Troy’s Tyson Ludwig slides into second during a game from last year’s baseball season. 

Like it or not, Americans are getting used to a new normal: no sports while the novel coronavirus, or COVID-19, is causing disruptions around the country.

The NBA, NHL, NASCAR and Major League Baseball have been shut down indefinitely, and the NCAA canceled its basketball tournaments – as well as its entire spring sports seasons. 

At the prep level, schools are hoping the same fate doesn’t befall their teams and players. 

“At this time, spring sports are just postponed. We are hoping we can get back out there in May,” said Jason Smith, Troy Buchanan High School athletic director.


Michael Kinne winds up for a pitch in the 2019 season. 

“Spring sports for Lincoln County have been postponed until May 1,” Winfield High School Athletic Director Robert James said. “Hopefully, we can get back to the classroom and the playing surface at this time.

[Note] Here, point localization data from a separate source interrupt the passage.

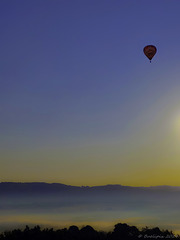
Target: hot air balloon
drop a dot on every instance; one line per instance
(150, 51)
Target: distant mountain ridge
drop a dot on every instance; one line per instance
(42, 187)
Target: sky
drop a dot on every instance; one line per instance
(80, 103)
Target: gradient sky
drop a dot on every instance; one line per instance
(80, 104)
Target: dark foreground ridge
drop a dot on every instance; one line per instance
(121, 231)
(43, 188)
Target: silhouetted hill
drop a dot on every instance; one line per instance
(57, 188)
(121, 231)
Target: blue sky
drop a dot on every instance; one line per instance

“I think all parties have done a great job of communicating and making the best decision to keep everyone safe and we will hold onto hope that we can play at some point this spring.” 

The COVID-19 shutdown is heavily impacting the student athletes who are unable to meet with college scouts, or give those scouts one more opportunity to prove their value to programs across the country. Nevertheless, area students plan to press on during a novel time.  

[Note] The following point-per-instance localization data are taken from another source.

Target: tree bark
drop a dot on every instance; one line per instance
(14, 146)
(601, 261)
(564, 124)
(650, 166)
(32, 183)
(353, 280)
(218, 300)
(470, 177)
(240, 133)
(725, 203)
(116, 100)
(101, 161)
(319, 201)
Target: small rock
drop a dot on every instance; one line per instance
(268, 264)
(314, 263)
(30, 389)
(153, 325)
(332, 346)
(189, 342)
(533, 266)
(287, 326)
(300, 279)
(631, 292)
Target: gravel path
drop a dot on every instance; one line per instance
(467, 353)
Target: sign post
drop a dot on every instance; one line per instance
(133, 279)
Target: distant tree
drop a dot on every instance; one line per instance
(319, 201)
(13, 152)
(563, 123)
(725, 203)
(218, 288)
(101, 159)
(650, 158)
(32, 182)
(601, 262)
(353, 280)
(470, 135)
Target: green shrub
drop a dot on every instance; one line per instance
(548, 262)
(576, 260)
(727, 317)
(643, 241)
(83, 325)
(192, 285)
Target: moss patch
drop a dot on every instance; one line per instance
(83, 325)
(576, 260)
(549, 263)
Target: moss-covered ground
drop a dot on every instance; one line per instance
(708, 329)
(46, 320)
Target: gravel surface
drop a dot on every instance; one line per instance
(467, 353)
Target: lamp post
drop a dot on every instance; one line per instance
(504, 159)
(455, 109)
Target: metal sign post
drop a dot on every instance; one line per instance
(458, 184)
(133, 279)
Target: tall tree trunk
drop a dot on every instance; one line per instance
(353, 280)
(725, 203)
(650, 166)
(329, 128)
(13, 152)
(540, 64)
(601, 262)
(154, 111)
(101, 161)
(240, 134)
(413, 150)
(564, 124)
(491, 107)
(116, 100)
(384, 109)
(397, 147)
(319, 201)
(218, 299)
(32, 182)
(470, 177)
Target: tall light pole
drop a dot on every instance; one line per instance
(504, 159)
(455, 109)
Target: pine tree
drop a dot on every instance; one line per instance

Tyson Ludwig, a senior infielder at Troy Buchanan, said he’s been doing drills on the football field to keep his footwork straight, taking ground balls and getting swings in the batting cage in case there is a truncated baseball season. He has also been preparing for life after high school. 

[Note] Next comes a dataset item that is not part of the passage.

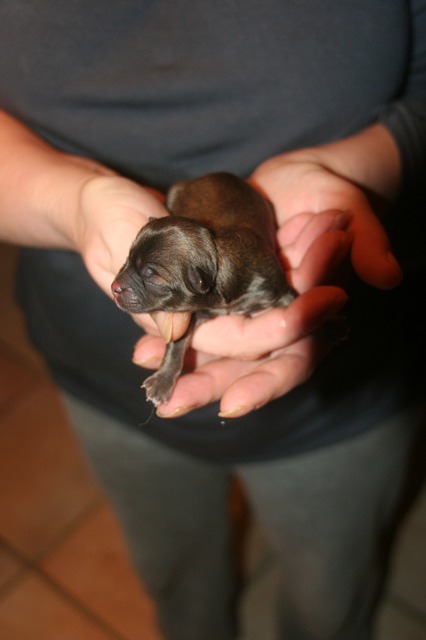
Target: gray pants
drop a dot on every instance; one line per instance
(323, 515)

“I was already interested in a college before spring sports got postponed, and was interested in a junior college in Wisconsin, and have been in touch with their head coach,” Ludwig said. “I do plan on playing college baseball at the next level.”

On the other hand, Michael Kinne, a senior on Winfield’s baseball team, hasn’t been contacted by any schools since the novel coronavirus outbreak, but has been working out every day getting himself ready for the possibility of a shortened season. Kinne said he hasn’t contacted any schools, and even though he’s disappointed the outbreak might rob him of a chance to continue his baseball career in college, there’s no reason to dwell on what might have been.

“I have not [contacted any colleges], and I honestly don’t know if I’ll play sports in college,” Kinne said. “Yes, I am very bummed [about the season possibly getting canceled], but life goes on.” Smith said that while many athletes’ scholarship opportunities at his school have been affected by COVID-19, several of them have already signed letters of intent, or have committed, to play in college.

However, he does have a few words of advice to those who have not yet gotten any offers from schools at this point.

“For those that haven’t, I’d encourage them email college coaches where they have interest,” Smith said. “I’d also tell them to reach out to their high school coach if they need help with finding a college.”

James said he has not been able to stay in contact with many of his players due to the coronavirus, but many of the spring sports athletes fortunately signed letters of intent during the early signing period.